I'm writing a web application in Java. I'm using SendGrid to deliver mail from the system, but if mail delivery fails for some reason, after assuming Since the processing was moss, I will write it as a memorandum. ~~ All were implementations that arose from the predecessor's belief that "Response will return results even in the event of an error." ~~
Install SendGrid Java Library in your project in build.gradle and create an email sending method. If SendGrid returns an error in the 400s, it will not be retried due to an inadequate request parameter sent from here or an excess request, leaving a log and returning error information to the front side to end the process. In the case of the 500 series, there is an error in the SendGrid server, so I created it to retry 2-3 times.
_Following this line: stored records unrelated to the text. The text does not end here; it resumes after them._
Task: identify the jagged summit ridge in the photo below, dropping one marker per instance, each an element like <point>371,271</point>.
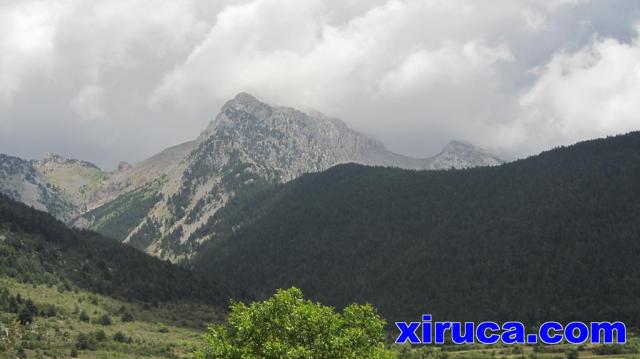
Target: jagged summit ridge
<point>163,205</point>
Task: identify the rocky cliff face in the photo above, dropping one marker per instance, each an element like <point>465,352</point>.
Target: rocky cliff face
<point>54,184</point>
<point>161,205</point>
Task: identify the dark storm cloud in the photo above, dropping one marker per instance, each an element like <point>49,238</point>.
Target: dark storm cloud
<point>110,80</point>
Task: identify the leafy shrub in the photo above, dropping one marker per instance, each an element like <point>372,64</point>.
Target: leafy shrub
<point>288,326</point>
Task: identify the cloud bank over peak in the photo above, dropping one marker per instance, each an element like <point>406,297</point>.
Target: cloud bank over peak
<point>512,76</point>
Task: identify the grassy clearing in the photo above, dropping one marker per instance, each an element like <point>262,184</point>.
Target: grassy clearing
<point>167,331</point>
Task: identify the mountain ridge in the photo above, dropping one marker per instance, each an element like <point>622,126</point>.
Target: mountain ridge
<point>159,204</point>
I will omit the code around the retry (sorry).
Reference: SendGrid: Status Codes and Errors
dependencies {
compile ('com.sendgrid:sendgrid-java:4.0.1')
}
import com.sendgrid.*;
import java.io.IOException;
public class Example {
public static void main(String[] args) throws IOException {
SendGrid sg = new SendGrid(System.getenv("SENDGRID_API_KEY"));
try {
Request request = new Request();
request.setMethod(Method.GET);
request.setEndpoint("api_keys");
Response response = sg.api(request);
if (response.getStatusCode() < 300) {
//200 series continues processing as normal transmission
} else if (response.getStatusCode() < 500){
//For 400 series error, the request parameter is judged to be invalid and processing ends.
//Leave a log and return the error message to the front
} else {
//500s error is a SendGrid server error and retries several times
//Keep the log
}
} catch (IOException ex) {
throw ex;
}
}
}
I created it so that the status code in the response returned as above is judged and the subsequent processing is distributed ~~ (predecessor) ~~. There is a flaw in the validation check process when composing an email, post-processing is not performed when the email cannot be sent, and the expected log does not remain, so it turns out that this implementation is flawed.
Follow the api () method of the com.sendgrid.SendGrid class to see where you're actually sending your request to SendGrid. (Omitted because you can reach it in 3-4 steps)
private Response executeApiCall(HttpRequestBase httpPost) throws IOException {
try {
CloseableHttpResponse serverResponse = httpClient.execute(httpPost);
try {
Response response = getResponse(serverResponse);
if(response.getStatusCode() >= 300) {
//throwing IOException here to not break API behavior.
throw new IOException("Request returned status Code "+response.getStatusCode()+"Body:"+response.getBody());
}
return response;
} finally {
serverResponse.close();
}
} catch(ClientProtocolException e) {
throw new IOException(e.getMessage());
}
}
You can see that the com.sendgrid.Client class has an executeApiCall () method that executes () on the 3rd line, and above all, the if statement on the 6th line throws an IOException. Even if the status code is greater than 300, you can fill the response with that value and return it. .. ..
Caused by: java.io.IOException: Request returned status Code 400Body:
{
"errors": [
{
"message": "Invalid replyTo email address",
"field": "reply_to",
"help": null
}
]
}
SendGrid returns an error message as above, so I should have written the follow-on processing from the caught IOException instead of the response. In addition, in consideration of the fact that SendGrid is unlikely to have a large-scale failure for the past 1-2 years and the usage rate of emails, the retry process has been deleted and an error message has been displayed quickly (validation check has been fixed). So the 400s error shouldn't occur!).
It was a suspicious case where my beliefs and various tests were inadequate, but it was an event that I learned to check the return value of the library used and use it.